Notional provides extensive security audits for chain teams and has built a reputation in the Cosmos ecosystem for its ability to spot and call out security flaws. A recent example of this was when Jacob Gadikian reviewed the codebase for Jackal and found several potentially insecure aspects to the project's codebase. The Jackal team responded quickly and invited Jacob to provide a detailed security audit.

During an investigation conducted by Jacob, several potential issues were outlined. These included a determination of whether validator filesystems were put at risk, an assessment of the level of interplay between the random HTTP server and filetree and storage, and an examination of whether user data or funds were put at risk and to what degree. According to Jacob's findings, validator filesystems were not at risk, but the modules require refactoring before being put back into play.

User data or funds were not put at risk, except in the case of an adversarial economic attack scenario where an adversary attempts to drain liquidity from exchanges where JKL is listed by halting JKL. Jacob also investigated IBC transactions between Jackal and Osmosis and history from the Secret Network. Community feedback was mixed, mostly airdrop related. The Jackal team chose to build their own solution rather than use Secret.

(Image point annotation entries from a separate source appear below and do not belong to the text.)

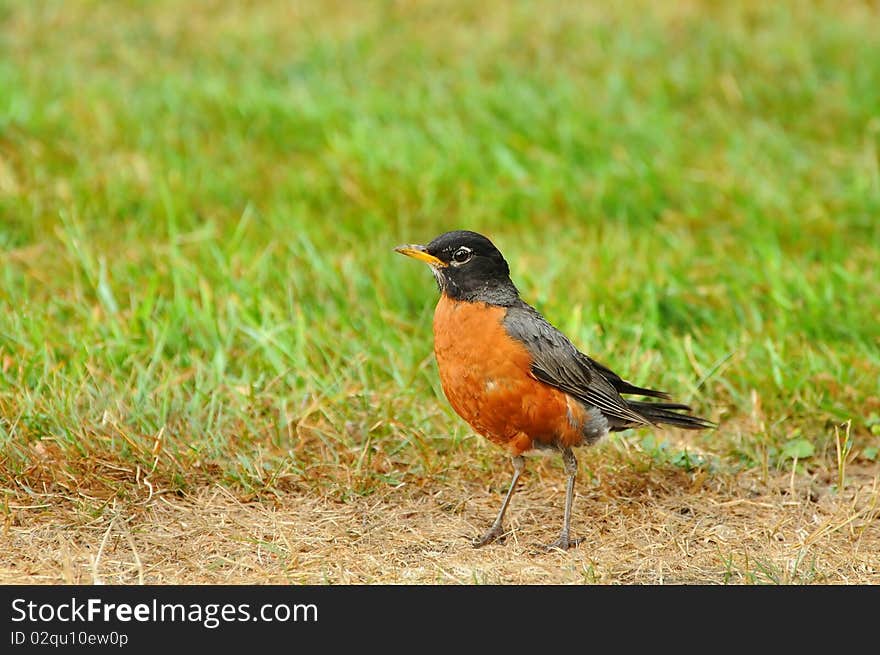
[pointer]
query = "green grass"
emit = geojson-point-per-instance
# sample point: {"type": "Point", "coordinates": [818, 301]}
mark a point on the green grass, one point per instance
{"type": "Point", "coordinates": [198, 209]}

This decision requires Notional's team to always have someone on call to respond to questions and emergencies with the STRIDE team. To meet this requirement, Notional aims for a 5-minute response time for customer questions. As a result of the investigation, several modules were removed from the Jackal codebase, and new code was added to ensure that it is more secure going forward. Further action items to assess Jackal include support for IAVL, authz integration, chain upgrade to v4, auditing of pull requests, and Dragonberry patching. A summary of the findings and actions taken by the Jackal team can be found on their official Medium page.